At that time, like all of Greece, Viannos was under the Occupation of the Axis military forces during WW2. At the previous weeks, however, after the surrender of the Italians (who controlled the area), Viannos was experiencing the German siege - which had escalated into terrorism, following the killing of dozens of Wehrmacht soldiers by Cretan partisans during the preceding days.
The day before, the Germans had assured the men of the villages who had sought refuge in the mountains (for fear of retaliation for the killing of the Wehrmacht soldiers) that they would be safe to return to their villages and homes. Thus, when September 14th dawned, the Nazis' assurances and the sanctity of the day emitted a calmness that foretold nothing of the storm that would follow.
The Germans, violating their military oath, launched a mass extermination campaign, when the morning came. Generalleutnant Friedrich-Wilhelm Müller, later known as "The Butcher of Crete", ordered the simultaneous invasion of seperate groups of the 65th Regiment of the 22nd Luftlande Infanterie-Division in more than 20 villages of Viannos and Ierapetra regions.
Apparently, the order of Bruno Bräuer, commander of the "Festung Kreta" between 1942-'44, to Müller was to "destroy the province of Viannos, execute immediately, without procedure, the males who are over 16 years old as well as all those arrested in the countryside, regardless of gender and age ".

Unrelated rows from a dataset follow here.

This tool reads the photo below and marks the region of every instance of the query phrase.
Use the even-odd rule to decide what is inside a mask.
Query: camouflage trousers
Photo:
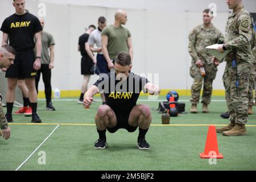
[[[251,66],[245,63],[238,63],[237,74],[237,69],[232,68],[231,63],[227,63],[222,77],[230,114],[229,119],[240,124],[245,124],[248,121],[248,92]]]
[[[215,79],[217,73],[217,67],[213,64],[205,64],[204,66],[205,70],[205,76],[201,75],[200,69],[195,64],[192,64],[190,67],[190,76],[194,79],[191,86],[191,98],[190,101],[192,104],[199,102],[200,92],[204,82],[202,102],[203,104],[209,104],[212,93],[212,82]]]
[[[248,96],[249,96],[249,106],[252,106],[254,105],[253,104],[253,90],[254,87],[254,82],[255,79],[255,65],[254,64],[252,64],[250,67],[250,76],[249,76],[249,92],[248,92]]]

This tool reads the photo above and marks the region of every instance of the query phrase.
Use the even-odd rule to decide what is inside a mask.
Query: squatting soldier
[[[15,54],[15,51],[10,46],[3,46],[0,47],[0,69],[8,68],[13,64]],[[7,140],[10,138],[11,130],[3,113],[1,101],[2,96],[0,94],[0,136],[3,135],[3,137]]]
[[[216,76],[218,65],[212,62],[212,56],[207,52],[205,47],[216,43],[222,44],[224,41],[222,34],[211,23],[213,19],[212,13],[209,9],[203,11],[204,23],[195,27],[189,34],[188,38],[188,51],[192,58],[190,75],[194,79],[191,87],[192,113],[197,113],[197,104],[199,102],[203,80],[201,102],[203,112],[209,112],[208,105],[210,102],[212,82]],[[200,73],[201,67],[203,67],[205,71],[204,77]]]

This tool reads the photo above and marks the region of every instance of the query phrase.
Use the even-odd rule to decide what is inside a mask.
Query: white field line
[[[40,148],[44,143],[46,142],[46,140],[51,136],[51,135],[55,131],[55,130],[60,126],[60,125],[58,125],[55,128],[52,130],[52,133],[50,133],[50,134],[43,140],[43,142],[33,152],[32,152],[31,154],[15,169],[15,171],[18,171],[23,166],[27,161],[28,160],[28,159],[34,155],[34,154],[36,152],[36,151],[38,150],[38,148]]]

A total of 401 people were executed or slaughtered that day (out of 461 in the area throughout the whole Occupation period). The Nazi death machine showed its most horrible face here: all men over the age of 16 were led, in groups of twenty, to the execution squad. In Amiras, this happened on a terrace in Ampelia. There, the mother of the Syggelakis family saw the execution of her husband and four sons. Matthaios Christakis was led to the firing squad together with his two sons.